Last year, the Commission and Italy reached a pact on a state bailout for Monte dei Paschi that included heavy cost cuts, losses for some investors and a pay cap for executives.
Monte dei Paschi, the country’s fourth largest bank, is now 68 percent owned by the government and under the bailout deal, Italy is due to exit the troubled lender in 2021 at the latest.
“We are on a very narrow path and we cannot wander off,” Morelli said in an interview published on Monday.
Morelli said the lender was “on the right track” and was pressing ahead with its industrial plan, respecting the commitments that both Italy and the bank had negotiated on a European level.

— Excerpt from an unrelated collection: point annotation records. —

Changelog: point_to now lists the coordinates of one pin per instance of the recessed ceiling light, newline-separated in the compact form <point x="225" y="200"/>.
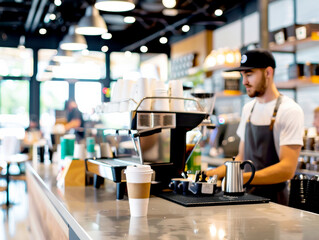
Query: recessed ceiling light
<point x="52" y="16"/>
<point x="170" y="12"/>
<point x="115" y="5"/>
<point x="42" y="31"/>
<point x="127" y="54"/>
<point x="57" y="2"/>
<point x="106" y="36"/>
<point x="169" y="3"/>
<point x="218" y="12"/>
<point x="143" y="49"/>
<point x="85" y="52"/>
<point x="105" y="48"/>
<point x="129" y="19"/>
<point x="163" y="40"/>
<point x="92" y="23"/>
<point x="185" y="28"/>
<point x="73" y="41"/>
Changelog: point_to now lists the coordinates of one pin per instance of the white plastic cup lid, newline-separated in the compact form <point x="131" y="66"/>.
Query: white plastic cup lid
<point x="138" y="168"/>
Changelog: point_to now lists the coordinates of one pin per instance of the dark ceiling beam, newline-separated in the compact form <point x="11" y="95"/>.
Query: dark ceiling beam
<point x="169" y="28"/>
<point x="31" y="15"/>
<point x="38" y="15"/>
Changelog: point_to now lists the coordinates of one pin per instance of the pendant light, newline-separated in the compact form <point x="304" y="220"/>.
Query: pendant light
<point x="92" y="23"/>
<point x="115" y="5"/>
<point x="73" y="41"/>
<point x="63" y="56"/>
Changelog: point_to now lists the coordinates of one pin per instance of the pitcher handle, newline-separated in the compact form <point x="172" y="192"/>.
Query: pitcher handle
<point x="253" y="170"/>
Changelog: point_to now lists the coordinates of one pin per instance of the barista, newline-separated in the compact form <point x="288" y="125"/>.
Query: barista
<point x="270" y="129"/>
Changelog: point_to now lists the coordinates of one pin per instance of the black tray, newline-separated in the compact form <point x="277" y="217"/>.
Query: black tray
<point x="209" y="200"/>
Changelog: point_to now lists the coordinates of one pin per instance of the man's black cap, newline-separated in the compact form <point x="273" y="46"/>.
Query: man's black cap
<point x="257" y="58"/>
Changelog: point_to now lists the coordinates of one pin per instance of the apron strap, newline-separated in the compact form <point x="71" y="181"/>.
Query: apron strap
<point x="273" y="118"/>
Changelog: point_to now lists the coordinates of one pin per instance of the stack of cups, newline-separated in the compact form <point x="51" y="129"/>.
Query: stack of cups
<point x="126" y="94"/>
<point x="176" y="90"/>
<point x="138" y="179"/>
<point x="143" y="90"/>
<point x="159" y="90"/>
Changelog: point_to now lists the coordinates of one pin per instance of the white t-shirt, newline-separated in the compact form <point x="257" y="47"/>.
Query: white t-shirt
<point x="289" y="124"/>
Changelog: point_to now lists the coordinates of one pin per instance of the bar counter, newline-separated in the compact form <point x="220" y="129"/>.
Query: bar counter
<point x="89" y="213"/>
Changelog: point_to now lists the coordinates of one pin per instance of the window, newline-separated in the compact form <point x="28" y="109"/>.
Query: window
<point x="14" y="105"/>
<point x="77" y="65"/>
<point x="53" y="95"/>
<point x="16" y="62"/>
<point x="281" y="14"/>
<point x="88" y="95"/>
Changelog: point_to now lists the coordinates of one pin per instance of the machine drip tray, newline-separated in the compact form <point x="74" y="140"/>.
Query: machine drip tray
<point x="209" y="200"/>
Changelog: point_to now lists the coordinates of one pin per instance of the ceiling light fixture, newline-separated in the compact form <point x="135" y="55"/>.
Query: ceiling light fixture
<point x="105" y="48"/>
<point x="73" y="41"/>
<point x="169" y="3"/>
<point x="106" y="36"/>
<point x="42" y="31"/>
<point x="63" y="56"/>
<point x="143" y="49"/>
<point x="129" y="19"/>
<point x="85" y="52"/>
<point x="21" y="42"/>
<point x="218" y="12"/>
<point x="115" y="5"/>
<point x="170" y="12"/>
<point x="92" y="23"/>
<point x="52" y="16"/>
<point x="128" y="54"/>
<point x="57" y="2"/>
<point x="186" y="28"/>
<point x="163" y="40"/>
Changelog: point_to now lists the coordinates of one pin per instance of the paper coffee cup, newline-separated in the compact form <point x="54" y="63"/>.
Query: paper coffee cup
<point x="138" y="180"/>
<point x="106" y="151"/>
<point x="159" y="104"/>
<point x="143" y="90"/>
<point x="176" y="90"/>
<point x="79" y="151"/>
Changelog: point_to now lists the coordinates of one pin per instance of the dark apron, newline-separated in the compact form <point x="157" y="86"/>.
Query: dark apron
<point x="260" y="148"/>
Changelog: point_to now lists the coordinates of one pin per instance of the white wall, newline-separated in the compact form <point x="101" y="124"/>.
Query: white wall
<point x="228" y="36"/>
<point x="251" y="28"/>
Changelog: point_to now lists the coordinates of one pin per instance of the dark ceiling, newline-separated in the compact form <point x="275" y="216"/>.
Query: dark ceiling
<point x="25" y="18"/>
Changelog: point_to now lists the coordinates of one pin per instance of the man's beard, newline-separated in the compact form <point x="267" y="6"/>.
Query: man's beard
<point x="260" y="88"/>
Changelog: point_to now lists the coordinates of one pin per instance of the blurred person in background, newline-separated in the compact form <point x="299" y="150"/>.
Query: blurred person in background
<point x="75" y="120"/>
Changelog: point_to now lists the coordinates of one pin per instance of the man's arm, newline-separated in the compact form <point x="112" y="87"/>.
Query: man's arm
<point x="279" y="172"/>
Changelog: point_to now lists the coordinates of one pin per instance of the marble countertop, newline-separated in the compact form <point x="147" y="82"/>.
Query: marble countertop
<point x="96" y="214"/>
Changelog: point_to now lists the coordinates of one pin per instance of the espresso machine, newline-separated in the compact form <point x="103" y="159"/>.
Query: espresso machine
<point x="139" y="125"/>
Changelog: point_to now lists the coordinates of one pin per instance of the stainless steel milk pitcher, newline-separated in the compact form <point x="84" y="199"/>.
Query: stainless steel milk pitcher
<point x="234" y="177"/>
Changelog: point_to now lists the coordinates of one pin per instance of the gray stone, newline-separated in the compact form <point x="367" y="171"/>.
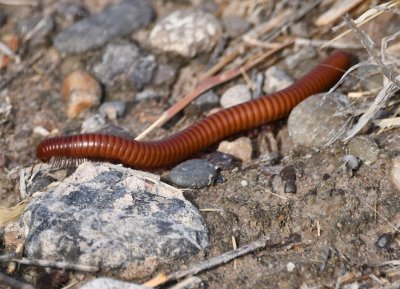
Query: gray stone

This month, Monte dei Paschi reported better than expected first-quarter net profit of 188 million euros on reduced loan losses and cost-cutting.
“(The bank needs) some tranquillity and serenity to do what we have in mind, as part of our path, on the same conditions of our competitors,” Morelli added.
Shares in Monte dei Paschi fell sharply on Thursday after it emerged that a policy agenda drawn up by the far-right League and the 5-Star Movement for a potential government would reassess the lender’s mission to serve the community.